Gorham’s Cave was inscribed on the World Heritage List in July of this year and Atapuerca in November 2000. Both the Gibraltar Museum and the Fundacion Atapuerca consider of great importance that scientific teams that research human evolution in sites that are recognised by UNESCO for their World Heritage value should get together to act as a network, given the complementary nature of their research and the similarity of many of the challenges which they face.

In addition as part of this co-operation both entities have signed a framework agreement which provides for teams from both entities to collaborate with each other, through the exchange of expertise and scientists. Members of the Atapuerca team have been participating in the Gorham’s Cave excavations for some years now as part of a multidisciplinary effort directed by Professor Clive Finlayson of the Gibraltar Museum. Among the results of this collaborative work was the presentation of evidence of Neanderthal symbolic capabilities which raised great interest in 2014 at the XVII World Congress of the International Union for Prehistoric and Protohistoric Sciences which was held in Burgos and organized by the Fundacion Atapuerca.

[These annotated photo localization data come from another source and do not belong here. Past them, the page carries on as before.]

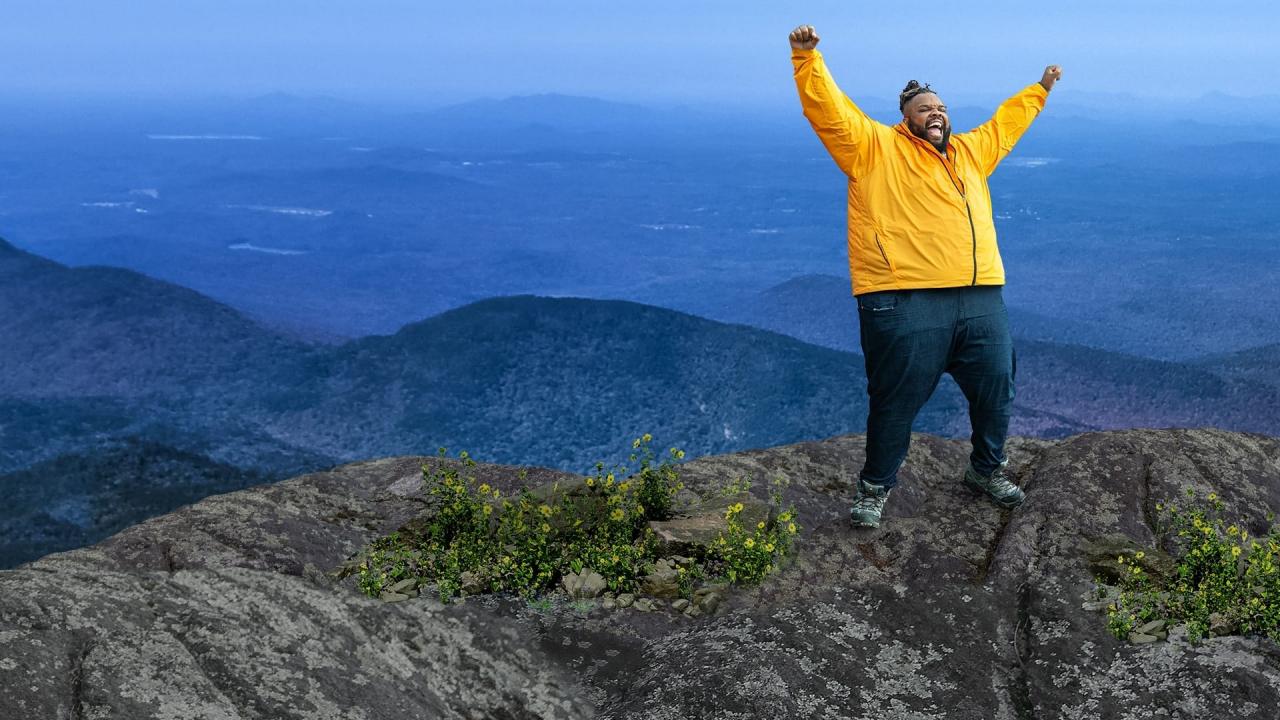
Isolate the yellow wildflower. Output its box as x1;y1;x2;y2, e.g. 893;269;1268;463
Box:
1232;546;1242;557
642;433;653;442
757;521;766;530
478;483;490;494
764;543;775;553
619;482;630;492
611;508;625;521
632;438;641;449
606;473;615;485
1202;525;1213;536
744;538;755;549
540;522;551;533
1117;555;1125;564
635;504;645;515
482;505;493;516
732;502;744;513
586;477;595;487
1131;566;1141;575
611;554;620;563
1208;493;1217;501
788;522;797;534
779;511;792;522
1228;525;1239;536
1155;503;1163;511
1135;551;1145;560
675;449;686;459
539;504;553;517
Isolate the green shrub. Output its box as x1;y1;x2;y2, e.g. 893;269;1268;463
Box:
355;435;799;603
1105;489;1280;643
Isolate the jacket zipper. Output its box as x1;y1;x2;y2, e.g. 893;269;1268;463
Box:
927;149;979;286
873;233;891;271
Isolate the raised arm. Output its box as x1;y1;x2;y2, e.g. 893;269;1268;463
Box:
957;65;1061;176
790;25;881;177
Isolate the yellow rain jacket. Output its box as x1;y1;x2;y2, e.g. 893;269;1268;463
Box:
792;48;1048;295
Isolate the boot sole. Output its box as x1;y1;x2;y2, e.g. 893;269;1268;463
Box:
849;511;881;528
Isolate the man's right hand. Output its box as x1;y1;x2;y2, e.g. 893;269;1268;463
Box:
789;25;820;50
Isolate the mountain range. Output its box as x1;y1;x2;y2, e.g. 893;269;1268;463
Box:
2;235;1277;566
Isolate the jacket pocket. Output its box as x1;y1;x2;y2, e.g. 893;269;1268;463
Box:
873;232;892;272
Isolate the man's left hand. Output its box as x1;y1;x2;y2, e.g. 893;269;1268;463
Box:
1040;65;1062;92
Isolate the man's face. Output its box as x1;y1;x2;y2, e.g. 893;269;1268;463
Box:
904;92;950;151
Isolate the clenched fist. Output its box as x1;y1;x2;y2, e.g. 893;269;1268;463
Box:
1040;65;1062;92
789;25;820;50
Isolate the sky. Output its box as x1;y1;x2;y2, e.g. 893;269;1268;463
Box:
1;1;1276;108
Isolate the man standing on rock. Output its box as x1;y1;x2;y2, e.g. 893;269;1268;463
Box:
789;24;1061;528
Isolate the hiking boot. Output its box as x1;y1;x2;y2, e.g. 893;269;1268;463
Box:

The Gibraltar Museum has also been developing new lines of research in relation to the modelling of ecosystems occupied by Neanderthals and Modern Humans at Gorham’s Cave, quantifying the environment and the behaviour of the hominids, and the impact of climate change. These lines of research have the potential of being amplified to other sites. In this regard Atapuerca and other sites of global importance that may join the new international network can become exemplary models to follow in future research that both institutions may develop along this line of ecological research.

The Gorham’s Cave Complex is considered among the last places to have been inhabited by Neanderthals. Evidence of occupation lasting over 125,000 years has been found here, in the context of a climatic refugium. These studies also reveal great similarities in behaviour between the Gibraltarian populations of Neanderthals and Modern Humans.